8 września cały świat obiegła informacja o śmierci Królowej Elżbiety II. 96-letnia monarchini odeszła w zamku Balmoral w Szkocji. 
     Ta data wyznacza koniec pewnej epoki. Wieloletnie panowanie córki króla Jerzego VI było stałym elementem i pewnym gwarantem stabilizacji w świecie podlegającym nieustannym zmianom.  „Królowa Elżbieta II była symbolem nie tylko w Wielkiej Brytanii, lecz na całym globie. Jej panowanie (trwające, przypomnijmy, aż 70 lat) było klamrą spinającą „stare, dobre czasy”, w których polityka, gospodarka i stosunki społeczne opierały się na zrozumiałych, uczciwych zasadach, z dynamicznie zmieniającą się współczesnością.” – zauważa dr hab. Bartłomiej Toszek, prof. US.
      Warto przypomnieć, że królowa już w wieku 10 lat zyskała miano następczyni tronu po to, by jak się okazało, niespełna 16 lat później stanąć na czele Zjednoczonego Królestwa.
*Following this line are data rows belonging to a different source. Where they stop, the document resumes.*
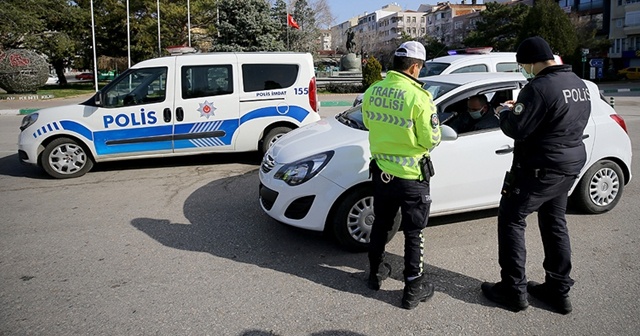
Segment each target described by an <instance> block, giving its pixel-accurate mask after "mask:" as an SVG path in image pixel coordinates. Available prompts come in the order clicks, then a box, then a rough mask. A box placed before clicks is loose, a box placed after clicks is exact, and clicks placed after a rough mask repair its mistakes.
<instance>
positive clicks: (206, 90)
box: [180, 64, 233, 99]
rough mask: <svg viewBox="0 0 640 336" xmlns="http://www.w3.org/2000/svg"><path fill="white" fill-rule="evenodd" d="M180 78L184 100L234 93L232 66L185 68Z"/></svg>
mask: <svg viewBox="0 0 640 336" xmlns="http://www.w3.org/2000/svg"><path fill="white" fill-rule="evenodd" d="M180 78H181V81H182V98H183V99H189V98H200V97H210V96H219V95H225V94H231V93H233V73H232V71H231V65H230V64H223V65H198V66H184V67H182V72H181V77H180Z"/></svg>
W ocenie prof.  B. Toszka „rozpoczynając swoje panowanie, Elżbieta II była postrzegana przede wszystkim jako córka niedawno zmarłego ojca i stosunkowo młoda mężatka, aby na oczach swoich poddanych stać się matką, babką i prababką, która przeżywała wszystkie radości i smutki właściwe dla każdego z tych stanów.”
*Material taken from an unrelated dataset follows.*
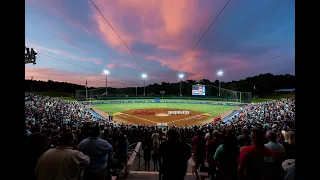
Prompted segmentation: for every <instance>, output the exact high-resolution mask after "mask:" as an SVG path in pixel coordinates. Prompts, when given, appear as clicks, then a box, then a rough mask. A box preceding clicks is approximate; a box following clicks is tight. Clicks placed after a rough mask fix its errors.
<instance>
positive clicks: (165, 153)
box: [159, 129, 191, 180]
     Można zaryzykować stwierdzenie, że monarchini była swego rodzaju spoiwem i ważnym elementem, który kształtował ducha narodu, pozwalającego zjednoczyć mieszkańców Commonwealth. „Wraz z nią dojrzewało całe społeczeństwo, toteż nie może dziwić silny poziom identyfikacji Brytyjczyków z monarchią. W wymiarze politycznym, mieszkańcy Zjednoczonego Królestwa obserwowali również rozwój stylu rządzenia swojej królowej, a ten zmieniał się ewolucyjnie i odpowiadał coraz to nowym wyzwaniom kolejnych dekad. Elżbieta II była również symbolem uczciwego, obowiązkowego podejścia do swoich zadań.” – dodaje dr hab. Bartłomiej Toszek.
      Podczas 70 lat panowania Elżbieta II współpracowała z 16 premierami poczynając od Winstona Churchilla, kończąc na nowo wybranej przedstawicielce Partii  Konserwatywnej; następczyni Borisa Johnsona. Jak słusznie zauważa nasz ekspert: „Za swoisty symbol należy uznać, że królowa zdążyła jeszcze nominować Liz Truss na premiera, czyli uporządkować sprawy polityczne Zjednoczonego Królestwa.”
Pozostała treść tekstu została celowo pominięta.